Honda Motor Co. is back in Formula One in 2006 as a constructor for the first time since November 3rd, 1968, when Honda ran its last Grand Prix as a constructor in Mexico City, with John Surtees as the principal Honda entry, driving the Honda RA301 with a 3.0 litre V12 engine.
Although John Surtees was Honda's most successful Grand Prix driver, in the course of its last season in 1968, Honda retained other drivers on occasion to join Surtees for one-off performances, including Jo Bonnier for the Mexican Grand Prix and David Hobbs for the Italian Grand Prix.
But it was Honda's engagement of a 40 year-old Frenchman, Jo Schlesser, for the French Grand Prix that was to play a significant role in bringing the curtain down on Honda's first foray into Grand Prix racing, an event so traumatic to the company that in some ways it has taken Honda 37 years to recover from it.

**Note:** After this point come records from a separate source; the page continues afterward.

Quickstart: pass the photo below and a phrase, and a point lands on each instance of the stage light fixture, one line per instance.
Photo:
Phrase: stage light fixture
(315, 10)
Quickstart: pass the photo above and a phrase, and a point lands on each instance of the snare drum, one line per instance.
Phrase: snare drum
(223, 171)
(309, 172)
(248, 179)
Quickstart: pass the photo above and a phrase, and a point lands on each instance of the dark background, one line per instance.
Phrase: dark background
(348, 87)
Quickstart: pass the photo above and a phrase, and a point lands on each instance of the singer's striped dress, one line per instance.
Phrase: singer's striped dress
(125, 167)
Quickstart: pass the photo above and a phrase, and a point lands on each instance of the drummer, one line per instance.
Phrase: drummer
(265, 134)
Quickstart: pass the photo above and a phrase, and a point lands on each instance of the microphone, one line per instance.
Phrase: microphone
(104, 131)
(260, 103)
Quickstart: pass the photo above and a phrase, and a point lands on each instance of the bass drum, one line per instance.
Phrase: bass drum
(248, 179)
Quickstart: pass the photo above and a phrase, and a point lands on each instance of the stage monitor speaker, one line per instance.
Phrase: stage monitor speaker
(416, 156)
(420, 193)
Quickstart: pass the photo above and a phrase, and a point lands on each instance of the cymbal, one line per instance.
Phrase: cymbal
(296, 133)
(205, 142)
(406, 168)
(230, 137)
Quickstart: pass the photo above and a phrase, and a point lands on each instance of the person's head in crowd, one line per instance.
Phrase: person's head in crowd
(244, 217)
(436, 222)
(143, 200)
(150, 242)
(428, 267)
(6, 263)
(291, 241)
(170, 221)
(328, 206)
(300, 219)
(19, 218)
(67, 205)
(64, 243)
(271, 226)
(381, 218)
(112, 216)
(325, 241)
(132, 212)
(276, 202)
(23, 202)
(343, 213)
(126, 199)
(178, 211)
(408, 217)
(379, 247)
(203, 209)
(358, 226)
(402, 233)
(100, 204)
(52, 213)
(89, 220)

Who was Jo Schlesser, and how did this relative novice become a Honda Grand Prix driver? Born in the former French colony of Madagascar, Schlesser had been in and about Grand Prix circles for years and had a solid background in French National racing, both as a sportscar driver and in open-wheel racing. Indeed, in 1962 and 1963, Schlesser had been the French Formula Junior Champion. He had also driven a Cobra Daytona Coupe to victory in the 1965 Sebring 12-hour and won the 1967 Rheims 12-hour race in a GT40 entered by Ford of France with Guy Ligier as his co-driver.